# Why can't I submit?



## Hadoken Kitty (Jan 24, 2013)

I wanted to submit a picture to the monthly bettafish.com picture contest. I went to the sticky thread, followed the URL, and I keep getting led to an empty page with all of the basic links ( Welcome, Hadoken Kitty. You last visited: Today blah blah blah etc etc etc). Am I not doing this right?


----------



## bettaisbetter (Jan 25, 2013)

When I used that link, it was empty. It's probably because there are contests every month. You just go to the home page and look to the left, that's were it will work for sure.


----------



## Hadoken Kitty (Jan 24, 2013)

To the left? I looked to the right. I clicked the "Submit a photo" link and the same thing happened. T.T


----------



## BettaPirate (Nov 20, 2012)

well mine says I am entered in February's contest but I entered January's contest and it says January's winner is the same as December's... I am confused...


----------



## bettaisbetter (Jan 25, 2013)

Whoops, I meant the right. 
That's happening to me, too. I think you should contact a mod about this.


----------



## Hadoken Kitty (Jan 24, 2013)

oakie dokie.


----------



## kfryman (Nov 7, 2011)

It is happening to me to so it is most likely happening to everyone. It should be a quick fix at least.


----------



## rubinthebetta (Oct 9, 2012)

Yep, happened to me too. Should someone shoot a mod a PM?


----------



## Hadoken Kitty (Jan 24, 2013)

I did one of those mod thread things. Not sure if that was right or not.


----------



## rubinthebetta (Oct 9, 2012)

Hadoken Kitty said:


> I did one of those mod thread things. Not sure if that was right or not.

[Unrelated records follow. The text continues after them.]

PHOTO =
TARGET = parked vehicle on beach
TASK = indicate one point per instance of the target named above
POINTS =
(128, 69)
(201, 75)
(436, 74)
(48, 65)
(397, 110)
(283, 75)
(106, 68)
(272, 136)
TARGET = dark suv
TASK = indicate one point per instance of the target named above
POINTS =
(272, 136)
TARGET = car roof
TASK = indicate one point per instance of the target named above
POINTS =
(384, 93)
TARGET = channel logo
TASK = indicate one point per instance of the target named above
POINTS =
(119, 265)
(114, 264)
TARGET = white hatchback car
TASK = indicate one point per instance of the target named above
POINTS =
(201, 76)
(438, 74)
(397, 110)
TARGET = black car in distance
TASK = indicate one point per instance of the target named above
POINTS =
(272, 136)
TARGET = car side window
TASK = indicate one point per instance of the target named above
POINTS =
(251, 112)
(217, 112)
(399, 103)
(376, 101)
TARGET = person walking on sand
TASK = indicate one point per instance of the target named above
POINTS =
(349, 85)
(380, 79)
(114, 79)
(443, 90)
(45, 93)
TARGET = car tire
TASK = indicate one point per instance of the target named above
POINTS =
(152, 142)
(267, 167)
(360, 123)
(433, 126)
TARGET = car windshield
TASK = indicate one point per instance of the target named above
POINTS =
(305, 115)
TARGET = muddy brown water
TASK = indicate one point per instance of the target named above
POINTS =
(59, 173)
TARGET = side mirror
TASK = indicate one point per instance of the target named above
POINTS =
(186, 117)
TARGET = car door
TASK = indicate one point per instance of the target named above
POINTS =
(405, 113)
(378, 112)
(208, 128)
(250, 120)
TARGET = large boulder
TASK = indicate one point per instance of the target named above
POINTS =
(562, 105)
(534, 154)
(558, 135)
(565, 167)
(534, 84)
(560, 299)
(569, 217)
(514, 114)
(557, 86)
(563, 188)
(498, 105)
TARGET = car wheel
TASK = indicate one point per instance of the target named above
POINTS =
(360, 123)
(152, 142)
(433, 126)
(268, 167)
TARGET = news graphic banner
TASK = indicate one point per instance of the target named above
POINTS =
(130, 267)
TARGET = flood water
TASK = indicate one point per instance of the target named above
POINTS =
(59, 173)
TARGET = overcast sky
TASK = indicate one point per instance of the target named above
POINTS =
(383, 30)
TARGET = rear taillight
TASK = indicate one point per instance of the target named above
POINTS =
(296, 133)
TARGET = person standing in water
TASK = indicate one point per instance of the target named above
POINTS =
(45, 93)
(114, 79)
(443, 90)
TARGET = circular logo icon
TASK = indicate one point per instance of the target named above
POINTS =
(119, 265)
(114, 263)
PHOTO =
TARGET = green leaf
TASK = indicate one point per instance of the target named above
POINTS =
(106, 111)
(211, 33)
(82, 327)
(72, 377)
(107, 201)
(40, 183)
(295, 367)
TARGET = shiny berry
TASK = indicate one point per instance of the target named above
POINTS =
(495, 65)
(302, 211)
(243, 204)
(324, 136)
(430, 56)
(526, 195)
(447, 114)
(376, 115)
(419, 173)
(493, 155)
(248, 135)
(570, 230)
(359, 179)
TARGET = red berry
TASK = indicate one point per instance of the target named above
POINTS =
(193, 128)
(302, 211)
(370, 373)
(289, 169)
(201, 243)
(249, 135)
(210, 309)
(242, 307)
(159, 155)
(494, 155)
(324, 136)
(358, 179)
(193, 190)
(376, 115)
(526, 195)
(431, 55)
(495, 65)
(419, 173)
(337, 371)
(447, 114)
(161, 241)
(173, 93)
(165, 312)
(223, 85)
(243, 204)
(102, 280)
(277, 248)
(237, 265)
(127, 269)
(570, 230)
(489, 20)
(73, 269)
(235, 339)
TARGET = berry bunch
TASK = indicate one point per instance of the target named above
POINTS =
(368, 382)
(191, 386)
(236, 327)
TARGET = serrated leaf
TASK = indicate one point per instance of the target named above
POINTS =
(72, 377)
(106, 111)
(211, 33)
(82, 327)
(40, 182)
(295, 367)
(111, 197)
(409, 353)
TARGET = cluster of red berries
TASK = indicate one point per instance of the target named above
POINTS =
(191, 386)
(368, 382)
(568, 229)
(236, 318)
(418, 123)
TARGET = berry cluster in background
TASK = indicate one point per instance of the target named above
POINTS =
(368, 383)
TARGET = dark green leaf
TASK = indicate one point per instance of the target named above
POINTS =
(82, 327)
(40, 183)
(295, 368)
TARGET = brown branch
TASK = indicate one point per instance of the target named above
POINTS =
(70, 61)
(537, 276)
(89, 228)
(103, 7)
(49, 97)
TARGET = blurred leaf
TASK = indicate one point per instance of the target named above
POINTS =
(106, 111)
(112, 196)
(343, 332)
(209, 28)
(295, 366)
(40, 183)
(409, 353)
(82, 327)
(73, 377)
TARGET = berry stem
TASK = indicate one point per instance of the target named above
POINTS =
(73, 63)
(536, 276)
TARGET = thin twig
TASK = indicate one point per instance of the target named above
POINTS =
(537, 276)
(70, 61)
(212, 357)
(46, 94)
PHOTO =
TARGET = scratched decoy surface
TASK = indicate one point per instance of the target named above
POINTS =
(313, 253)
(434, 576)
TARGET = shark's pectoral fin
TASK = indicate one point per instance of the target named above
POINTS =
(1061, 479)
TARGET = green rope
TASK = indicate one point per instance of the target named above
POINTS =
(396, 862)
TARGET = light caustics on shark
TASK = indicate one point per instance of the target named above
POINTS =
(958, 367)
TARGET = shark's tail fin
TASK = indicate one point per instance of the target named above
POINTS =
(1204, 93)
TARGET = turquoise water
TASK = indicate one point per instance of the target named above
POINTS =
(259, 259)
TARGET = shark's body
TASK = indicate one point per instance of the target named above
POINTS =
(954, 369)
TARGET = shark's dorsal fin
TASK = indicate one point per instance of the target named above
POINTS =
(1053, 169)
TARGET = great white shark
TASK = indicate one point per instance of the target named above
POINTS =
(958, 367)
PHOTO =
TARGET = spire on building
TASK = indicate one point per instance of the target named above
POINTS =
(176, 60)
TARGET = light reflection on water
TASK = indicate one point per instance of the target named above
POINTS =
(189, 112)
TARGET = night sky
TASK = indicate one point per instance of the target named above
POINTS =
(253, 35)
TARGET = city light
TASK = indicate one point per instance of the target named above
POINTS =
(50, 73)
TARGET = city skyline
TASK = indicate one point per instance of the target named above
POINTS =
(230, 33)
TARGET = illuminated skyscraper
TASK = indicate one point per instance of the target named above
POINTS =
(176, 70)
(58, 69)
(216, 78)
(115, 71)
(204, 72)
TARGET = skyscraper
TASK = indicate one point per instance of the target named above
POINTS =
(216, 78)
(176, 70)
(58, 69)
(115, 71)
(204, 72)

Probably was. I would've suggested that but I forgot about it. I'm too used to doing it the "old fashioned" way. XD


----------



## Hadoken Kitty (Jan 24, 2013)

Lol. Maybe the "old fashioned" way would be faster.


----------



## inveritas (Jan 24, 2013)

I'm seeing a blank page too...did one of those mod threads yesterday!


----------



## Hadoken Kitty (Jan 24, 2013)

One of the super mods told me that they'll tell administrator for us.


----------



## inveritas (Jan 24, 2013)

Yay! :-D:-D


----------



## Hadoken Kitty (Jan 24, 2013)

Lol. Yea yea! I can't wait to submit a pic! :greenyay: <-----LOL


----------



## rubinthebetta (Oct 9, 2012)

<(^-^)> Yes!!!


----------



## registereduser (Jul 30, 2010)

The guy who runs it is the same guy who owns this site. Apparently he is a working man with a family so things don't happen as soon as we'd like. We have to wait. Patience Grasshopper


----------



## BettaPirate (Nov 20, 2012)

it's fixed!!!


----------



## Hadoken Kitty (Jan 24, 2013)

I know!!!! =d


----------



## Hadoken Kitty (Jan 24, 2013)

registereduser said:


> The guy who runs it is the same guy who owns this site. Apparently he is a working man with a family so things don't happen as soon as we'd like. We have to wait. Patience Grasshopper


Lol, I really just wanted a reason to use that hilarious smiley. xD


----------



## inveritas (Jan 24, 2013)

registereduser said:


> The guy who runs it is the same guy who owns this site. Apparently he is a working man with a family so things don't happen as soon as we'd like. We have to wait. Patience Grasshopper


Ooh that's cool...wonder if he does programming for a living


----------



## Shadyr (Mar 27, 2012)

I've noticed when I try to add a picture from my Linux work PC, nothing happens when I click submit photo. If I try from my Windows box at work or home, it pops up the select photo window just fine. This forum is anti-Linux! But pro-betta, so I forgive it.


----------



## registereduser (Jul 30, 2010)

It's happening again. Has anyone been able to enter a photo for APRIL yet?


----------



## carbonxxkidd (Oct 30, 2012)

I posted in the mod section about this yesterday, I have a really good photo and can't submit!


----------



## motherpeters (Mar 3, 2013)

If you go to the tropical fish keeping site and go to the betta forums from there, it let me submit. I just had to go to the forum the round about way rather than through bettafish.com


----------



## carbonxxkidd (Oct 30, 2012)

Worked for me too. Still weird that it won't let you upload from bettafish.com!


----------



## bettalover2000 (May 10, 2011)

I submitted one for MARCH, and it says I'm in April's. Oh Well. :-?
And has anyone noticed that the "more smilies" link does not work anymore? I can only use the smilies on the reply page. :'(


----------